C’est dire l’importance d’un environnement favorable au développement des compétences psycho-sociales, c’est -à-dire un contexte qui permette aux élèves de les exercer, entourés d’intervenants engagés et formés, ayant une fonction de modèle, eux-mêmes soutenus par une institution volontaire qui porte en elle un projet participatif au sein duquel l’élève est reconnu comme un être global. C’est beaucoup demander mais c’est assurément plus porteur sur le long terme que les interventions basées sur le renforcement des effets négatifs des consommations !

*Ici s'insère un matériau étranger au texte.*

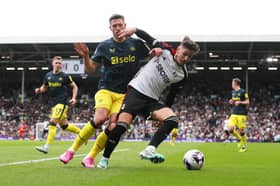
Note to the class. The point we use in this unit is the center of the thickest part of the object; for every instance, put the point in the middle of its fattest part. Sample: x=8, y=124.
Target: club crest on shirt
x=132, y=48
x=112, y=50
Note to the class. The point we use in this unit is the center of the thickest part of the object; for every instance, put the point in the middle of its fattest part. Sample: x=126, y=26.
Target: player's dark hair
x=190, y=44
x=116, y=16
x=237, y=81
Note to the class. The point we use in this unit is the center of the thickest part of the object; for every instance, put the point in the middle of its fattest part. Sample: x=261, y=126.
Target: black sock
x=164, y=130
x=114, y=138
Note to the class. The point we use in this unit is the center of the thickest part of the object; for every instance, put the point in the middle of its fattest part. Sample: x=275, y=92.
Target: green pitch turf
x=224, y=166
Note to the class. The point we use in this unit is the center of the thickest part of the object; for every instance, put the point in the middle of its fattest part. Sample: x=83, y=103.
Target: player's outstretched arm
x=83, y=51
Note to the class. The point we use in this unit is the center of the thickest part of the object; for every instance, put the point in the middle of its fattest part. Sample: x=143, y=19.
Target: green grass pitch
x=224, y=165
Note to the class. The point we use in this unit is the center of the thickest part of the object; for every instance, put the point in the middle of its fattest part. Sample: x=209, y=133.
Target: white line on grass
x=47, y=159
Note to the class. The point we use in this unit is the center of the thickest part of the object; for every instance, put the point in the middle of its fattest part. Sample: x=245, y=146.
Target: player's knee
x=64, y=126
x=117, y=132
x=241, y=132
x=172, y=121
x=99, y=120
x=52, y=124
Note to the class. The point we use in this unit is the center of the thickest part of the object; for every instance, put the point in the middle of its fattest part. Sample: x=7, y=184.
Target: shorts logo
x=123, y=106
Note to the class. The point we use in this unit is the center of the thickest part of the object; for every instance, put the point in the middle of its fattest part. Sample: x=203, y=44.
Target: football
x=194, y=159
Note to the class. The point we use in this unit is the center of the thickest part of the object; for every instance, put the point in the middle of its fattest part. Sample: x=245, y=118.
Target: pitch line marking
x=47, y=159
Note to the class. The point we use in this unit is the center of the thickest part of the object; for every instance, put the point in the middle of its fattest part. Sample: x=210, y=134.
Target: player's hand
x=126, y=32
x=37, y=91
x=155, y=52
x=73, y=101
x=81, y=49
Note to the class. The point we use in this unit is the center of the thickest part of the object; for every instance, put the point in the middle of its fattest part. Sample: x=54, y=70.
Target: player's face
x=183, y=55
x=57, y=65
x=116, y=26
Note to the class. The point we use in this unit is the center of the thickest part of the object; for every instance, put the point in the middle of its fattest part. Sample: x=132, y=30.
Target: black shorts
x=138, y=103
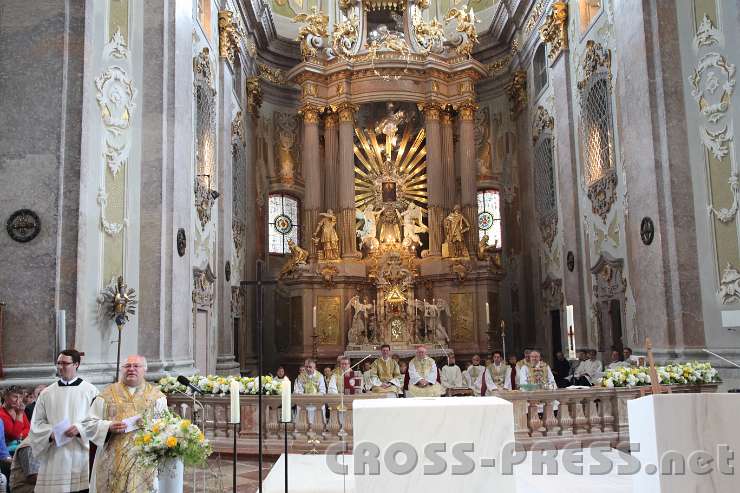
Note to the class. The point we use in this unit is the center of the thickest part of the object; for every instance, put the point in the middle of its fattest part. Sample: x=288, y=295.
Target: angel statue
x=412, y=226
x=312, y=34
x=468, y=35
x=298, y=257
x=369, y=231
x=357, y=332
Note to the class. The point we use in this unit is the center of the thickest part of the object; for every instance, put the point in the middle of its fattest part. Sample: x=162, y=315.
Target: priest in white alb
x=113, y=419
x=384, y=375
x=450, y=374
x=496, y=377
x=63, y=405
x=472, y=373
x=423, y=375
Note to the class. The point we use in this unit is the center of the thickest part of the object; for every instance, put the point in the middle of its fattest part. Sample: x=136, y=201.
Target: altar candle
x=285, y=394
x=234, y=394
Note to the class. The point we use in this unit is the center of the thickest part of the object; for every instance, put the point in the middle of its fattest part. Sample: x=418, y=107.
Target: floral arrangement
x=219, y=385
x=170, y=437
x=693, y=373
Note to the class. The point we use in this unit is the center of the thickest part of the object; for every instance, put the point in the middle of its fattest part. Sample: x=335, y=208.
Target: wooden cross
x=655, y=387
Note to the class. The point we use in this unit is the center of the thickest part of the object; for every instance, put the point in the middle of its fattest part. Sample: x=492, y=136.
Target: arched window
x=283, y=214
x=539, y=67
x=489, y=216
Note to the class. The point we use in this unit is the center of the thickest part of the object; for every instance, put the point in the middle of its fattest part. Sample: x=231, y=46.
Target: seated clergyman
x=423, y=376
x=384, y=375
x=496, y=377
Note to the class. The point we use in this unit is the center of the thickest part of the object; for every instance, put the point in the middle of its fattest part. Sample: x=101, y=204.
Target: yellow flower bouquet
x=170, y=437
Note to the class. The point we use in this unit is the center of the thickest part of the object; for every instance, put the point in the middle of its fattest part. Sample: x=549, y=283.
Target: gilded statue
x=311, y=35
x=325, y=236
x=468, y=35
x=298, y=257
x=455, y=227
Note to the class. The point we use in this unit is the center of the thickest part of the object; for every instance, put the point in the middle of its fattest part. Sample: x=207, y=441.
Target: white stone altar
x=487, y=423
x=693, y=426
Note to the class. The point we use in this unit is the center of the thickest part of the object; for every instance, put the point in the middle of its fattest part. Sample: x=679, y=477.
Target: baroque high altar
x=390, y=250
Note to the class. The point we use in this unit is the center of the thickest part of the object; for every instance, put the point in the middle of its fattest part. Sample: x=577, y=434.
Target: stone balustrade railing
x=560, y=417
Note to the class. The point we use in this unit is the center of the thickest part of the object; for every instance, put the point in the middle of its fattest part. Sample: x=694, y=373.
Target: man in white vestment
x=496, y=377
x=64, y=464
x=588, y=372
x=450, y=374
x=311, y=382
x=115, y=469
x=384, y=375
x=472, y=374
x=423, y=376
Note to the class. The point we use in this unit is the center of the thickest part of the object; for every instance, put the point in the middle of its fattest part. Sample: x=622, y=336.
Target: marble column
x=311, y=174
x=346, y=182
x=448, y=160
x=331, y=161
x=468, y=173
x=435, y=179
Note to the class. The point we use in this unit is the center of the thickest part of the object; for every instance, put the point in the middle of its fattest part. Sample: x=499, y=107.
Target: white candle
x=285, y=394
x=234, y=394
x=570, y=332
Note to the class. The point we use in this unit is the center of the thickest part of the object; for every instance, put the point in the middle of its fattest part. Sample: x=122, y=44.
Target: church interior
x=229, y=186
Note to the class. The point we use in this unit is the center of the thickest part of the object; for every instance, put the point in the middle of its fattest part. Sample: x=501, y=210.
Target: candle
x=234, y=394
x=285, y=394
x=570, y=331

En outre, si certains programmes, comme Tina et Toni et Primavera, Unplugged ou le Good Behaviour Game, sont dits « validés » lorsque « des effets positifs ont été démontrés empiriquement par des protocoles expérimentaux, ont été maintenus à long terme (au moins 1 an) et répliqués dans au moins deux sites différents[4] », il existe toute une série d’autres formules, qui, sans faire l’objet de cette validation, sont « basées sur les données probantes ». Elles offrent alors – en attendant une potentielle validation – un espace d’expérimentation et d’adaptation encore plus important. C’est par exemple le cas du programme « Papillons, ensemble déployons nos ailes » qu’Addictions France entend commencer à tester dans l’ensemble des Hauts-de-France.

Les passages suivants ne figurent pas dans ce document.